What we have now is an even greater need for training programs to get Canadians back to work, but the government is actually providing fewer resources than before. In the lead up to the budget, the Conservatives identified the correct problem, but in the budget they failed to provide an adequate solution.
If the Prime Minister was mad as hell before the budget, he must be absolutely furious today, because the measures in budget 2013 will not improve training in Canada. With less money for training than before, a 10% cut, when we factor in inflation, simply will not get the job done. It simply will not be enough to satisfy someone who is actually concerned about Canada's skills gap.
I imagine that if the Prime Minister had been serious about this, he would have accepted the premiers' invitation to sit down with them in Halifax.
Perhaps what is really irking the Prime Minister is the fact that he has not been able to take credit for Canada's training programs. Maybe that is why he did not sit down with the premiers in Halifax to talk about the economy.
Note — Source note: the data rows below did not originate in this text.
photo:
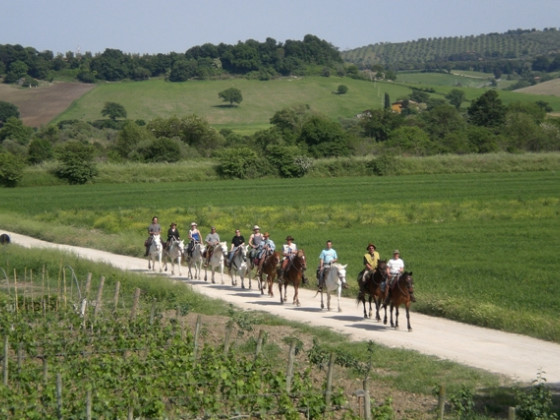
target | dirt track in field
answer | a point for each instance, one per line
(38, 106)
(512, 355)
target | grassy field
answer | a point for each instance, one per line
(482, 246)
(261, 99)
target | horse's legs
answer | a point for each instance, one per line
(339, 292)
(363, 298)
(408, 316)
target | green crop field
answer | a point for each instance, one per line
(483, 247)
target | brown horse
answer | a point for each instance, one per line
(372, 285)
(293, 274)
(401, 293)
(270, 269)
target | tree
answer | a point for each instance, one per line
(11, 169)
(324, 137)
(113, 110)
(231, 95)
(455, 97)
(77, 165)
(487, 111)
(39, 150)
(7, 110)
(241, 162)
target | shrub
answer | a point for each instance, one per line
(39, 151)
(536, 403)
(240, 163)
(11, 169)
(77, 166)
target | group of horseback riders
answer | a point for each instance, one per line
(260, 246)
(394, 268)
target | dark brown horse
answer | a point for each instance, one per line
(270, 270)
(293, 274)
(372, 285)
(401, 293)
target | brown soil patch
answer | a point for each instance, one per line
(38, 106)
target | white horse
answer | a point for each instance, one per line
(174, 253)
(195, 261)
(334, 278)
(217, 261)
(238, 265)
(154, 253)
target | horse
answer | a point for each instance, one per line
(216, 261)
(293, 274)
(371, 284)
(238, 265)
(174, 252)
(194, 260)
(251, 256)
(154, 253)
(270, 269)
(401, 293)
(333, 278)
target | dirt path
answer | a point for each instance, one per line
(516, 356)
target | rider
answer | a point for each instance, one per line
(266, 247)
(237, 241)
(255, 242)
(194, 238)
(371, 258)
(172, 233)
(153, 229)
(327, 257)
(211, 240)
(289, 250)
(395, 267)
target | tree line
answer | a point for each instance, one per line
(251, 58)
(526, 53)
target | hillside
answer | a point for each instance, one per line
(513, 45)
(38, 106)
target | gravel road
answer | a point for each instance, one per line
(513, 355)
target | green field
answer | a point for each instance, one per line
(482, 246)
(261, 99)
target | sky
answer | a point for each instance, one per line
(163, 26)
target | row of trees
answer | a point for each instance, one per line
(298, 134)
(260, 59)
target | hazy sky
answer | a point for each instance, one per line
(142, 26)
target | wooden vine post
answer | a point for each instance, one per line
(330, 373)
(98, 301)
(290, 370)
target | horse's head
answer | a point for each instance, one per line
(300, 255)
(340, 271)
(382, 266)
(407, 279)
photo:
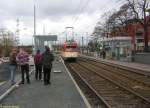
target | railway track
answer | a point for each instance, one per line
(137, 81)
(112, 90)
Imagine, the premiers asked the Prime Minister to sit down with them last autumn to discuss the economy at their premiers' meeting in Halifax, and the Prime Minister said no, that he did not have to do that.
Budget 2013 actually helps the Prime Minister's real objective, and that is to stamp the economic action plan logo on every training program in Canada. However, the Conservatives should not be preoccupied simply with ensuring that the federal government gets all of the credit. They should be focusing on helping Canadians get jobs. On that point, budget 2013 fails.
The budget attaches new strings to the training funds that require matching provincial money. Cash-strapped provinces simply may not be able to afford it. British Columbia has said that it was alarmed at the change. Alberta is not sure even if it can afford to participate in the program.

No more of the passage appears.